I1220 20:37:06.712175 10 webhook.go:415] Creating a MutatingWebhookConfiguration for the Spark pod admission webhook F1220 20:37:06.719623 10 main.go:209] MutatingWebhookConfiguration.admissionregistration.k8s.io "spark-operator-webhook-config" is invalid: [webhooks[0].sideEffects: Required value: must specify one of None, NoneOnDryRun, webhooks[0].admissionReviewVersions: Required value: must specify one of v1, v1beta1]

declark1 avatar Dec 20 '21 20:12 declark1

Also waiting eagerly for an official released version containing these changes, do we have an ETA for that?

jgoeres avatar Jan 04 '22 12:01 jgoeres

Any update on when this might be addressed?

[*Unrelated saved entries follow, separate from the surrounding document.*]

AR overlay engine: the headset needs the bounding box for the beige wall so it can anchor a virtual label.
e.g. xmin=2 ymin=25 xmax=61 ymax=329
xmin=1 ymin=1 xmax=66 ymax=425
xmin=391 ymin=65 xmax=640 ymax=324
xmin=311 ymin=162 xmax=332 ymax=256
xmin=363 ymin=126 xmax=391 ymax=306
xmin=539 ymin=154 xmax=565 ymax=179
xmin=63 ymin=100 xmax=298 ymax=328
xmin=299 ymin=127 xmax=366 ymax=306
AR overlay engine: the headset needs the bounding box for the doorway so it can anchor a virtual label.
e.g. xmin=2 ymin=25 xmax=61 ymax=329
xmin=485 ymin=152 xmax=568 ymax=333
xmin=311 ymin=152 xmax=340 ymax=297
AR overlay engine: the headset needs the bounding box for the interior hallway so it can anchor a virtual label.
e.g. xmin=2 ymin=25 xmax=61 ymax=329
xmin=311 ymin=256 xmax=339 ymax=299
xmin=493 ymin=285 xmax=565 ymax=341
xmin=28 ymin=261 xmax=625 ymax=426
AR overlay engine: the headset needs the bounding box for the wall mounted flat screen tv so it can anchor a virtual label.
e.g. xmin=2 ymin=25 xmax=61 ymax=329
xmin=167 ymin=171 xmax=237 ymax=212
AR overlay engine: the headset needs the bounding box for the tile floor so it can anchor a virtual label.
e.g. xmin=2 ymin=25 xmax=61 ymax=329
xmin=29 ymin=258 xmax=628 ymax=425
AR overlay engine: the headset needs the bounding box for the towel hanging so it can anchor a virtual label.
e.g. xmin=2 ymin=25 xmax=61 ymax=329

andrijaperovic avatar Jan 22 '22 01:01 andrijaperovic

This has been addressed already, see https://github.com/GoogleCloudPlatform/spark-on-k8s-operator/issues/1450. In short, you can use image ghcr.io/googlecloudplatform/spark-operator:v1beta2-1.3.3-3.1.1. For an overview of images published to the new registry, you can check https://github.com/GoogleCloudPlatform/spark-on-k8s-operator/pkgs/container/spark-operator. You'll simply need to set some helm overrides: --set image.tag=v1beta2-1.3.3-3.1.1 --set image.repository=ghcr.io/googlecloudplatform/spark-operator

aneagoe avatar Jan 22 '22 06:01 aneagoe

@aneagoe : Do you know when this version will be available in dockerhub? I have been asked to update the version of spark operator which will be supported by openshift 4.9

sp-matrix avatar Aug 12 '22 19:08 sp-matrix